R2 : Gagny renverse Chelles dans un match sous haute tension (28-26)

February 12, 2026
Matchs

Une rivalité née en quelques mois

Avant cette saison, Gagny et Chelles ne s'étaient presque jamais affrontés chez les seniors masculins. Pas de rivalité historique, pas de contentieux ancien, pas de cicatrices à rouvrir. Juste deux clubs voisins séparés par quelques kilomètres et une frontière de département, le 93 d'un côté, le 77 de l'autre, qui ne se croisaient tout simplement jamais.

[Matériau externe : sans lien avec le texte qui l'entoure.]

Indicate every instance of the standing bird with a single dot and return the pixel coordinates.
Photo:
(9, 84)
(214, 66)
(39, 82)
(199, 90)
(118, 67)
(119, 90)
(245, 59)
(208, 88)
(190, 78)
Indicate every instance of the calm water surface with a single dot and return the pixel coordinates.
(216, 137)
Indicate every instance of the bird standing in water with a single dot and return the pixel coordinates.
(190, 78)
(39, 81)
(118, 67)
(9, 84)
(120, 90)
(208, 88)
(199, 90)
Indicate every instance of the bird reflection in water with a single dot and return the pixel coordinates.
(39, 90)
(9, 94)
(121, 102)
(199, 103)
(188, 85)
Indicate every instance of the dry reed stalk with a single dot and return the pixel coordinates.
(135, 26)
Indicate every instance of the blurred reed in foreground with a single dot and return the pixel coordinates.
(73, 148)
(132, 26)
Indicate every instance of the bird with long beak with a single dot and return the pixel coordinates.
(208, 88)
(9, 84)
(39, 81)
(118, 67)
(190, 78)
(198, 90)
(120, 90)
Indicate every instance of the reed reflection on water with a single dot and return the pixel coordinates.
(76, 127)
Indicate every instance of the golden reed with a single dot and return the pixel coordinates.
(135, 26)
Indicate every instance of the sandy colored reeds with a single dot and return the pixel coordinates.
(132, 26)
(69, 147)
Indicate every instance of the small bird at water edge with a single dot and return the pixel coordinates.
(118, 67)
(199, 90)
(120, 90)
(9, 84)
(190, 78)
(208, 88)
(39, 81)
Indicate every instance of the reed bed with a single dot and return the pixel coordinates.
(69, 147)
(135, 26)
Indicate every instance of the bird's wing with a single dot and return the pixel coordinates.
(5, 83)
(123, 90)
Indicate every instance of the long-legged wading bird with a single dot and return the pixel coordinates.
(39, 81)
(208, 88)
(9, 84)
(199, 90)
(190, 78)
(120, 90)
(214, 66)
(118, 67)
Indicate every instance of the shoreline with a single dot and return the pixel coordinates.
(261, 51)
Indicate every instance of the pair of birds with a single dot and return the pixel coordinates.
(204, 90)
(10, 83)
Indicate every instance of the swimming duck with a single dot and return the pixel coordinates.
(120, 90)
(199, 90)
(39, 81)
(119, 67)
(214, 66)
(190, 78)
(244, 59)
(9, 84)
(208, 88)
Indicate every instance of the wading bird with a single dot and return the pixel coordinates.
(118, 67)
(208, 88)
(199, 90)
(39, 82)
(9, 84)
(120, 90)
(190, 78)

Et puis il y a eu le match aller.

Ce jour-là, Gagny débarque à Chelles diminué. Seulement 10 joueurs dans le groupe, sans Tristan Hery ni Bangourah Abraham, deux éléments clés de l'effectif. Les tribunes chelloises poussent leur équipe, l'ambiance monte crescendo, et pendant 50 minutes, les Gabiniens tiennent le choc. Mais dans les dix dernières minutes, tout bascule. Chelles accélère, creuse l'écart, et Gagny s'incline avec un goût amer dans la bouche. Celui des matchs perdus qu'on aurait pu gagner, celui de la frustration qui reste coincée dans les vestiaires longtemps après le coup de sifflet final.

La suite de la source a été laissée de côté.